Józef Pankiewicz was a Polish impressionist painter, graphic artist and teacher who spent much of his career in France.
From 1884 to 1885, he studied at the School of Fine Arts in Warsaw under Wojciech Gerson and Aleksander Kamiński. After obtaining a scholarship, he went to Saint Petersburg to study at the Imperial Academy of Arts. In 1889, he and his studio partner Władysław Podkowiński went to Paris to participate in the Exposition Universelle and he was awarded a silver medal for his painting of a vegetable market.
While there, he was influenced by the impressionists and, when he returned to Poland in 1890, attempted to introduce the latest French trends there. The reaction from critics was largely hostile; one going so far as to advise him to see an optometrist. He persisted, however, and later produced a series of portraits inspired by the work of James McNeill Whistler. His portrait, "Mrs. Oderfeld and her Daughter", won a gold medal at the Exposition Universelle (1900). He was also a frequent exhibitor at the Salon.
In 1897, he became one of the founding members of the Society of Polish Artists "Sztuka". For the next nine years, he travelled continuously throughout Western Europe, until he was appointed a Professor at the Kraków Academy of Fine Arts in 1906. He continued to travel in France, especially along the Mediterranean coast, producing a large series of landscapes and city views which increasingly showed the influence of Paul Cézanne.
During the First World War, he lived in Spain, where he met Robert Delaunay and once again absorbed new post-impressionist influences into his style; notably fauvism. He became the leader of a group of young artists known as the Kapists (Colourists), whose members were opposed to the Romantic tradition in Polish art. In 1923, he returned to the Academy in Kraków. After 1925, he was the Director of its branch in Paris. Among his notable students were Józef Czapski, Alice Halicka, Moïse Kisling, Jan Rubczak, Zygmunt Waliszewski and Wacław Zawadowski.

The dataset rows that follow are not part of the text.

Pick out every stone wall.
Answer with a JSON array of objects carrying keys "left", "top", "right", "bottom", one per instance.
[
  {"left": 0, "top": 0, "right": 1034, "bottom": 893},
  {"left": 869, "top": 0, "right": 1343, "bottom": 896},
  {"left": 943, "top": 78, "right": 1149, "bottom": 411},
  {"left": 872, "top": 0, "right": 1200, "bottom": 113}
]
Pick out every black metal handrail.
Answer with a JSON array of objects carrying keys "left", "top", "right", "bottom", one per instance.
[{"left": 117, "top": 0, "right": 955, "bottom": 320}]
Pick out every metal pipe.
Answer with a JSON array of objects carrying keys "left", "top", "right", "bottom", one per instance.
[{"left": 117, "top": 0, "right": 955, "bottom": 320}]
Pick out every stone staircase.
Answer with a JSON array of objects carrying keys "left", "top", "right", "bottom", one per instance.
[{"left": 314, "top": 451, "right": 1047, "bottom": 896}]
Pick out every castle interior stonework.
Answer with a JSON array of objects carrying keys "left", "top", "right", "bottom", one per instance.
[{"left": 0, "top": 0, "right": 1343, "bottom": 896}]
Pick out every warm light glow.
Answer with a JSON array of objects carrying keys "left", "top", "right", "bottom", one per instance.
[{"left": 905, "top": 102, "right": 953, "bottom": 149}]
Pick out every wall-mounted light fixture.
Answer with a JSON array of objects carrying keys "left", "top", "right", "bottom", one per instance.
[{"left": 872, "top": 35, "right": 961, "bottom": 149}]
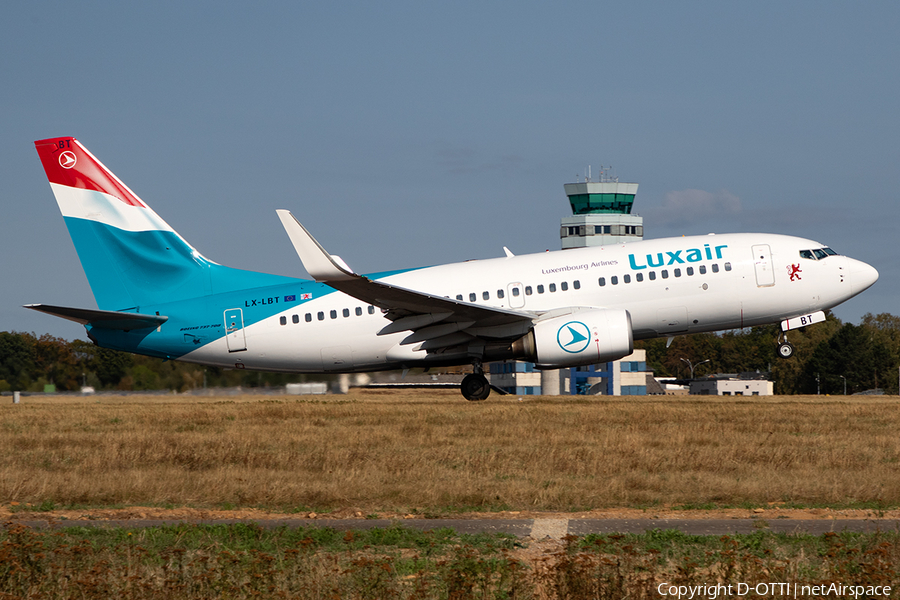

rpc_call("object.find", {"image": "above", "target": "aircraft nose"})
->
[850,260,878,295]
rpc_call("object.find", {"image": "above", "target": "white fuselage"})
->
[179,233,877,372]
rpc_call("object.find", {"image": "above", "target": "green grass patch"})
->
[0,524,900,599]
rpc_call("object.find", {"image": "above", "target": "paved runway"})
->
[12,519,900,540]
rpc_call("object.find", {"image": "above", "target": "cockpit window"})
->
[800,248,838,260]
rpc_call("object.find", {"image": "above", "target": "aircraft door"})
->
[506,283,525,308]
[753,244,775,287]
[225,308,247,352]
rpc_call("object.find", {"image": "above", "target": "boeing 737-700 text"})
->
[28,137,878,400]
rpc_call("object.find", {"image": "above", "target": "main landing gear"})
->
[776,334,794,358]
[459,362,491,401]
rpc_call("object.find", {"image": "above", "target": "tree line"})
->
[0,312,900,394]
[635,311,900,395]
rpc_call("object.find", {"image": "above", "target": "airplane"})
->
[25,137,878,400]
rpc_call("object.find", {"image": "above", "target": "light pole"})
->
[681,358,711,380]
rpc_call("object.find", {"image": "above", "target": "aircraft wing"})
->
[25,304,169,331]
[277,210,537,349]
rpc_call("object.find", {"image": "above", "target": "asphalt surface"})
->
[10,519,900,539]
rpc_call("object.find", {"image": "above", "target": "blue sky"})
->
[0,1,900,339]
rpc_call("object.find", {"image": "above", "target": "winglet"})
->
[275,209,358,282]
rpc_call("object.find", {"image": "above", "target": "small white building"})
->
[691,376,775,396]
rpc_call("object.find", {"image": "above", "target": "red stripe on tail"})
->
[34,137,147,208]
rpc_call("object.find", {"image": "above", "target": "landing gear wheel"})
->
[459,373,491,400]
[778,342,794,358]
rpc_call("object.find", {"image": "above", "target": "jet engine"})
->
[513,308,634,368]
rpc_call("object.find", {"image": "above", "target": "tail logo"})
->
[59,150,78,169]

Between the wars, his style evolved again, becoming more decorative, and he painted a series of still-lifes. He also continued to paint landscapes in Southern France. In 1927, he was named a member of the Legion of Honor. In 1933, he was awarded the Order of Polonia Restituta. A major showing of his works was held at the National Museum to celebrate his seventieth birthday in 1936. The following year, he retired and went to live in La Ciotat, near Marseilles, where he died.